Superintendents at other Bettendorf courses — including a colleague at one of the six Iowa layouts that were ACSP for Golf certified at the time – took notice of not only the increase in play at Palmer Hills, but the sustainability measures Hickey had put in place. “He said, ‘you actually do way more than I do – it’s a no-brainer for you guys to get certified.’ I hadn’t really thought about it. We were just looking to be environmentally friendly and trying to do the right thing. So I started looking into Audubon International, and then we applied to get started with the program. It took us about two years.” A true “hands-on” superintendent, Hickey made sure he was in the thick of the journey. “I do most of our spray applications, and I cut cups most of the time too. I’m out there hand watering, taking POGO data for moisture, trying to keep our greens all playable and as dry as possible. Because this golf course is so busy with so many rounds of golf, it was sometimes hard for me to concentrate on all the office work needed to get done, but I thought it’d be a good off season project to do the Audubon International process. It ended up taking two winters to get it all completed. It all came together.”

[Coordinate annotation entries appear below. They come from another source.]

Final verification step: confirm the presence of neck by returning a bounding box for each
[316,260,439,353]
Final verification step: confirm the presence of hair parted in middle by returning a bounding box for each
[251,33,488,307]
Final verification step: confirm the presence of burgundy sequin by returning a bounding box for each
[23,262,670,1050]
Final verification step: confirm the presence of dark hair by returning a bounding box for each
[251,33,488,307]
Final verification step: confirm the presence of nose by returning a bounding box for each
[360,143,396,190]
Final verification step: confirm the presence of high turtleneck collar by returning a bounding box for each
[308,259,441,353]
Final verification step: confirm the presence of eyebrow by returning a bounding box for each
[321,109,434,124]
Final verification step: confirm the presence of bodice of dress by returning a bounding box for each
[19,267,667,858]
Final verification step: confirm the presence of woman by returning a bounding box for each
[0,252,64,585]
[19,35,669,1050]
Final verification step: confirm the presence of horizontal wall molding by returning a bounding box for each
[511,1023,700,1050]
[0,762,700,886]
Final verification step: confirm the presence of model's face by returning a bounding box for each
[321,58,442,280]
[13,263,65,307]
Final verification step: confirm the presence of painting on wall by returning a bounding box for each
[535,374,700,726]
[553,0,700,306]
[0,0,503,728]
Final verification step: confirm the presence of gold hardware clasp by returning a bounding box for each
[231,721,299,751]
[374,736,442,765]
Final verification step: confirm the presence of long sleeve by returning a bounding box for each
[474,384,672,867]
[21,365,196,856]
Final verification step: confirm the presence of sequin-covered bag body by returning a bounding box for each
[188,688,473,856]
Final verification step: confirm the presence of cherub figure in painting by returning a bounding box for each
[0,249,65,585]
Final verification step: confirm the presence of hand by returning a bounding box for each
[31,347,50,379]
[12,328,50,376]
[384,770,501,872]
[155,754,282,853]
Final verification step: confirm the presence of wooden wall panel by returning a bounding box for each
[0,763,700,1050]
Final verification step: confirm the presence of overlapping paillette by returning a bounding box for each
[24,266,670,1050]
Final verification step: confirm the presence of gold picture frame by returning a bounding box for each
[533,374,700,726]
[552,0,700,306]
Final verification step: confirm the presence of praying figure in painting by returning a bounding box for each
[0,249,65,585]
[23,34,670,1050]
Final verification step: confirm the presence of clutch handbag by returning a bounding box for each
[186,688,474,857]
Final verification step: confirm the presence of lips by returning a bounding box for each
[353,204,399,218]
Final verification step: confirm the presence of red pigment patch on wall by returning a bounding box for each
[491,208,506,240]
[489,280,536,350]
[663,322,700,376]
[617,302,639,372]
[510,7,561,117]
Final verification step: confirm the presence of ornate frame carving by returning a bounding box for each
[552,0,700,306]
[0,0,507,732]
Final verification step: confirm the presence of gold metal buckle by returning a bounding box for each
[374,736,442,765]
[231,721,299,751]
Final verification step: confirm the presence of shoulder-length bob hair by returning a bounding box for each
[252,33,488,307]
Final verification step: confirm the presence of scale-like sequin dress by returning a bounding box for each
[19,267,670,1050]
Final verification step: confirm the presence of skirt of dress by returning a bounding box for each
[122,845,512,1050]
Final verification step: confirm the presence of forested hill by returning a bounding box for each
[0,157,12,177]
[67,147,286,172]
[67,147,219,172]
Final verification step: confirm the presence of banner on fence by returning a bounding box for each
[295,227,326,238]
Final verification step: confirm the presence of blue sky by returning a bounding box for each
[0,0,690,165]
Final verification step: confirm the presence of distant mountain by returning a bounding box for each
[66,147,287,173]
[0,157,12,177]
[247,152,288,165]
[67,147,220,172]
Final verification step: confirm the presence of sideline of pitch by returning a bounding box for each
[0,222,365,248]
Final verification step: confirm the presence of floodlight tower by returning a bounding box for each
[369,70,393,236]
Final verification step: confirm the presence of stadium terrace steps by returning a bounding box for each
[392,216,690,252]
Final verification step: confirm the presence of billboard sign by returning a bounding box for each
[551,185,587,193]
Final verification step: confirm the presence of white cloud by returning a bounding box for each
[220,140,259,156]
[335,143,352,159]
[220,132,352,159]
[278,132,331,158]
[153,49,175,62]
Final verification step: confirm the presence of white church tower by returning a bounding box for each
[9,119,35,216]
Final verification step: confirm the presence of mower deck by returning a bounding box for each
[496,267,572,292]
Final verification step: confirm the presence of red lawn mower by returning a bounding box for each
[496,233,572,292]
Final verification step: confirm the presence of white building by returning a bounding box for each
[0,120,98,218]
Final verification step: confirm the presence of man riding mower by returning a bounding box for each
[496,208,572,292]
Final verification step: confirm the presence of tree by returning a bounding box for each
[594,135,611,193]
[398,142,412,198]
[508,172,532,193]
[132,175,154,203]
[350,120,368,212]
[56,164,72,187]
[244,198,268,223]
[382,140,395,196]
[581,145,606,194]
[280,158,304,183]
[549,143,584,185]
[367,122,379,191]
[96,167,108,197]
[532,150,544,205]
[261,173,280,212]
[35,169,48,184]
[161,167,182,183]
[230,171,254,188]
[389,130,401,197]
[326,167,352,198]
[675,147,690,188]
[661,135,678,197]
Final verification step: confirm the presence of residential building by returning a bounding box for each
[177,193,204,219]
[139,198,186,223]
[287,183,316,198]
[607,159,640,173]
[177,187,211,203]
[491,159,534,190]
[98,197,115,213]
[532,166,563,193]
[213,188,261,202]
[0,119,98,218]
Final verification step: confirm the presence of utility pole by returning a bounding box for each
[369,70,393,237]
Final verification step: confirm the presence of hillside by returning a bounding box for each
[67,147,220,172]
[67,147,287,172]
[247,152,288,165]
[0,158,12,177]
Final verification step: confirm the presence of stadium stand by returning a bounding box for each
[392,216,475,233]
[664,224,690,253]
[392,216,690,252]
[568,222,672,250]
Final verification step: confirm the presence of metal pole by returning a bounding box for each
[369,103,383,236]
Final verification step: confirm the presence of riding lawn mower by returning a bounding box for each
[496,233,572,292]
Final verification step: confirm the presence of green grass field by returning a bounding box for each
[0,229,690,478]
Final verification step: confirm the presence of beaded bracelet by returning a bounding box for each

Despite some occasional pushback from neighbors on the methods that keep Palmer Hills healthy and sustainable, he sees strong buy-in from the course’s clientele including players of all levels, some of whom invariably find themselves in the tall grass.
“I don’t think we’ve had any real negatives. We have a section of the golf course, a three-hole stretch where there’s a triangle in between the holes. If you’re a slicer, you can be in this no man’s land. We overseeded that area and put in fine fescue, what you’d see on a links golf course, and it came out really good. That stuff’s three or four inches tall, and with a seed head it can add another eight inches. It looks like it’s tall grass, but you can find your ball in it and play out of it. We’ve got some other areas that are 70 yards on each side of the rough, way off the fairway – big blue stem, little blue stem, which are more Iowa prairie grasses. Big blue can get six or seven feet tall, and little blue stem is probably three or four feet tall. When you hit your ball into there, there’s no way you’re going to find it. But there’s also wildflowers in there.
“Golfers understand what we’re trying to do as far as wildlife habitat and reducing mowing and wear and tear on machines. We have less turf we mow on a weekly basis, less area we have to fertilize on a yearly basis too,” he said. “We still seem to make somebody upset about burning, which we do in late November and December. But other than that, I think everybody’s bought into it. They all know me by name after 11 years as the superintendent, and know what I like to do, what our goals are.”
He carries the environmental sustainability message out into the community, as well, in keeping with a key tenet of Audubon International certification.
“I write newsletters and articles [touting stewardship], and while some may not always agree with my environmentalism, not ‘all in’ as much as I am, they can see the good what it’s doing for the land, the animals, reducing our water usage, all the things that make golf more sustainable and even regenerative – trying to make our soils better than they were before the golf course was even here.”
That deep dedication to improving Palmer Hills continues. Hickey and his crew will keep striving and learning as their first recertification approaches a couple years down the road. “One thing that really surprised me was how in depth the program is. They’re certainly not letting just the casual golf course become certified. It is rigorous, and it takes some effort to do it, but that’s a good thing. They want to make sure that you’re pretty darn committed to be able to achieve that certification.”